One Sunday each month we bring you a summary from Supreme Advocacy LLP of recent decisions at the Supreme Court of Canada. Supreme Advocacy LLP offers a weekly electronic newsletter, Supreme Advocacy Letter, to which you may subscribe. It’s a summary of all Appeals, Oral Judgments and Leaves to Appeal granted from August 21 – October 17, 2024 inclusive.

Appeals

Bankruptcy & Insolvency: Corporate Attribution; Fraud & No Benefit Exceptions
Aquino v. Bondfield Construction Co., 2022 ONCA 202; 2024 SCC 31 (40166)

The S.C.C. already established that the corporate attribution doctrine is not a “standalone” principle; there is no one-size-fits-all approach. The corporate attribution doctrine must be applied purposively, contextually, and pragmatically to give effect to the policy goals of the law under which a party seeks to attribute to a corporation the actions, knowledge, state of mind, or intent of its directing mind. Rules of attribution that may be appropriate in one context for one purpose may be inappropriate in another context for another purpose. When the rules of attribution undermine the purpose of the law under which attribution is sought, the court should adapt the attribution rules to promote the purpose of the relevant law. The fraud and no benefit exceptions to corporate attribution do not apply in the context of a transfer at undervalue under s. 96 of the BIA. These exceptions would undermine rather than promote the purpose of this statutory provision. The purpose of s. 96 is to protect creditors from harmful actions by a debtor that would diminish the assets available for recovery. That purpose is served by attributing the actions, knowledge, state of mind, or intent of the corporation’s directing mind to the corporation, even if the directing mind acted in fraud of the corporation, and even if the corporation did not benefit from the actions of the directing mind.
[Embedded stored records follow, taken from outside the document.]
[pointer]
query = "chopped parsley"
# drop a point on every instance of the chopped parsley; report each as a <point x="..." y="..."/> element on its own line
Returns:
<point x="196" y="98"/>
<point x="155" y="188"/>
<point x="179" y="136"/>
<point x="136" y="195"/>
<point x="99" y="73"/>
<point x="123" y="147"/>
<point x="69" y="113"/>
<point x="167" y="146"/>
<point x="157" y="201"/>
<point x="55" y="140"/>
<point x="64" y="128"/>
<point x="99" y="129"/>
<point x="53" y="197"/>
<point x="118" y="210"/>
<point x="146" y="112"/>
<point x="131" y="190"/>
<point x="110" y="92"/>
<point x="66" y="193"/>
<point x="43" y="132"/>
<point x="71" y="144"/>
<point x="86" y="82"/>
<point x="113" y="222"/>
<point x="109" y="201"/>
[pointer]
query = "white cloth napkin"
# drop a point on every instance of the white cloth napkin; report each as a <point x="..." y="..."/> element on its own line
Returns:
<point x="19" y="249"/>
Badges of fraud are suspicious circumstances from which a court may infer the debtor’s intent to defraud, defeat, or delay a creditor. Case law has recognized the following non-exhaustive examples of badges of fraud: (a) the debtor had few remaining assets after the transfer; (b) the transfer was made to a non-arm’s length party; (c) the debtor was facing actual or potential liabilities, was insolvent, or was about to enter a risky undertaking; (d) the consideration for the transaction was grossly inadequate; (e) the debtor remained in possession of the property for their own use after the transfer; (f) the deed of transfer had a self-serving and unusual provision; (g) the transfer was secret; (h) the transfer was made with unusual haste; and (i) the transaction was made despite an outstanding judgment against the debtor.

Bankruptcy & Insolvency: Corporate Attribution; One-Person Corporations
Scott v. Golden Oaks Enterprises Inc., 2022 ONCA 509; 2024 SCC 32 (40399)
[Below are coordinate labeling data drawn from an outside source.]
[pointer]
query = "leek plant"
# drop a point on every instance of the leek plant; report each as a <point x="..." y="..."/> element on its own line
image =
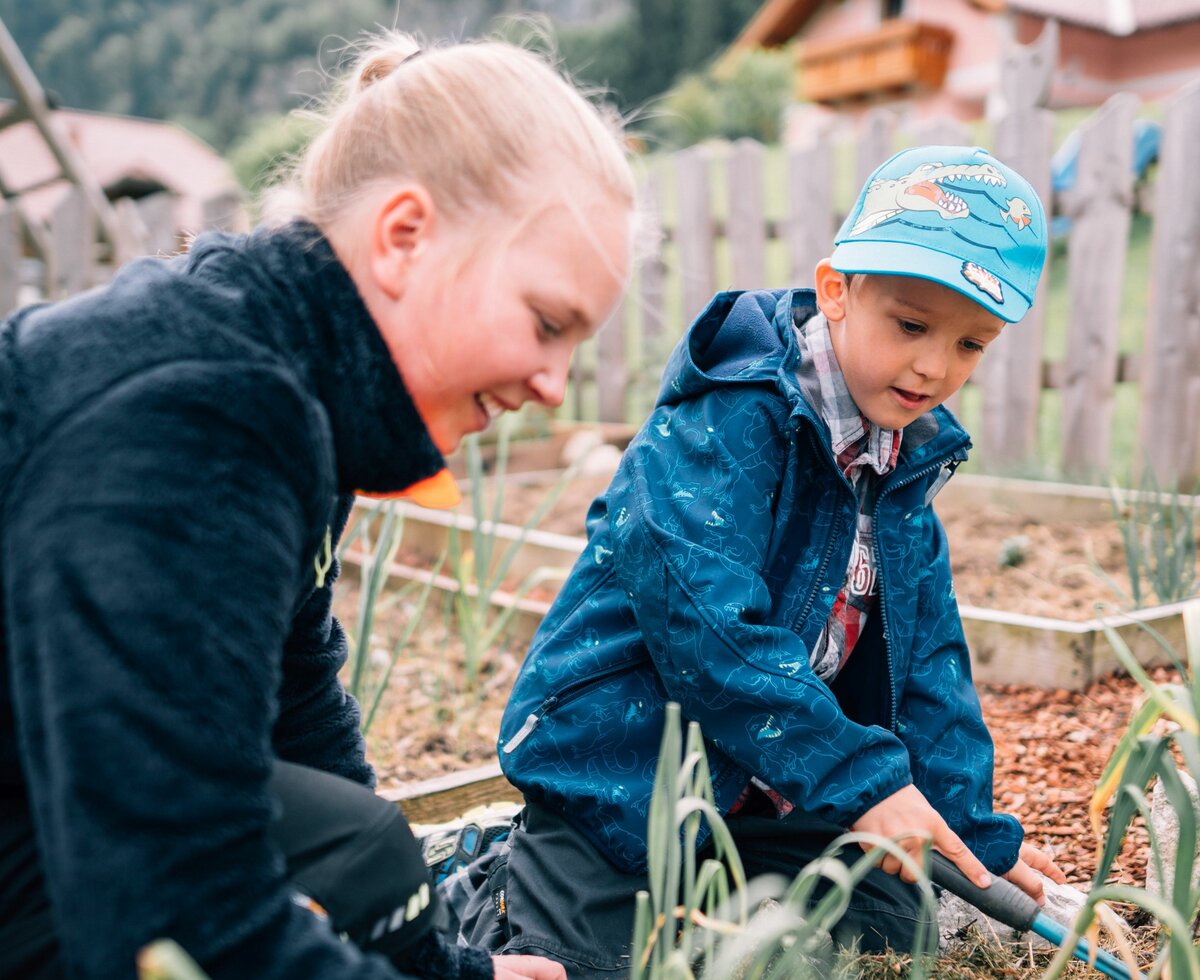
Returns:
<point x="702" y="919"/>
<point x="1145" y="752"/>
<point x="480" y="565"/>
<point x="1158" y="531"/>
<point x="379" y="528"/>
<point x="166" y="960"/>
The main question raised by this appeal is how the common law doctrine of corporate attribution should be applied to a “one-person” corporation controlled by its sole officer, shareholder, and directing mind. This question arises in the context of determining whether actions commenced by a trustee in bankruptcy to recover funds that a corporation paid out under a Ponzi scheme are statute-barred under the Limitations Act, 2002. This appeal also raises questions as to whether: (i) the appellants can rely on the principles of equitable set-off under s. 97(3) of the Bankruptcy and Insolvency Act to set off the interest payments they owe the estate against the loan principal owed to them; (ii) the referral agreements are illegal contracts at common law; and (iii) one appellant, Lorne Scott, was dealing at arm’s length from Golden Oaks under s. 95(1)(b) of the BIA. The S.C.C. dismissed the appeal. The S.C.C. noted in Aquino at para. 1, the corporate attribution doctrine “provides guiding principles for when the actions, knowledge, state of mind, or intent of the directing mind of a corporation may be attributed or imputed to the corporation”. The attribution doctrine must be applied purposively, contextually, and pragmatically to give effect to the policy of the law under which attribution is sought. The same principles apply to one-person corporations. In this case, the Court of Appeal properly exercised its discretion to decline to attribute Mr. Lacasse’s knowledge to Golden Oaks because attribution of that knowledge would undermine the purposes of the limitations and bankruptcy provisions at issue. Attribution would create an injustice by precluding the trustee’s claims to recover the unlawful payments before the trustee was even able to assert them. It would also allow the appellants to retain the proceeds of their wrongful conduct of entering into illegal agreements and reduce the value of the debtor’s assets available to the other creditors in bankruptcy. The remaining grounds of appeal were dismissed.

Criminal Law: Out-of-Court Statements; Hearsay
R. v. Charles, 2022 QCCA 1013; 2024 SCC 29 (40319)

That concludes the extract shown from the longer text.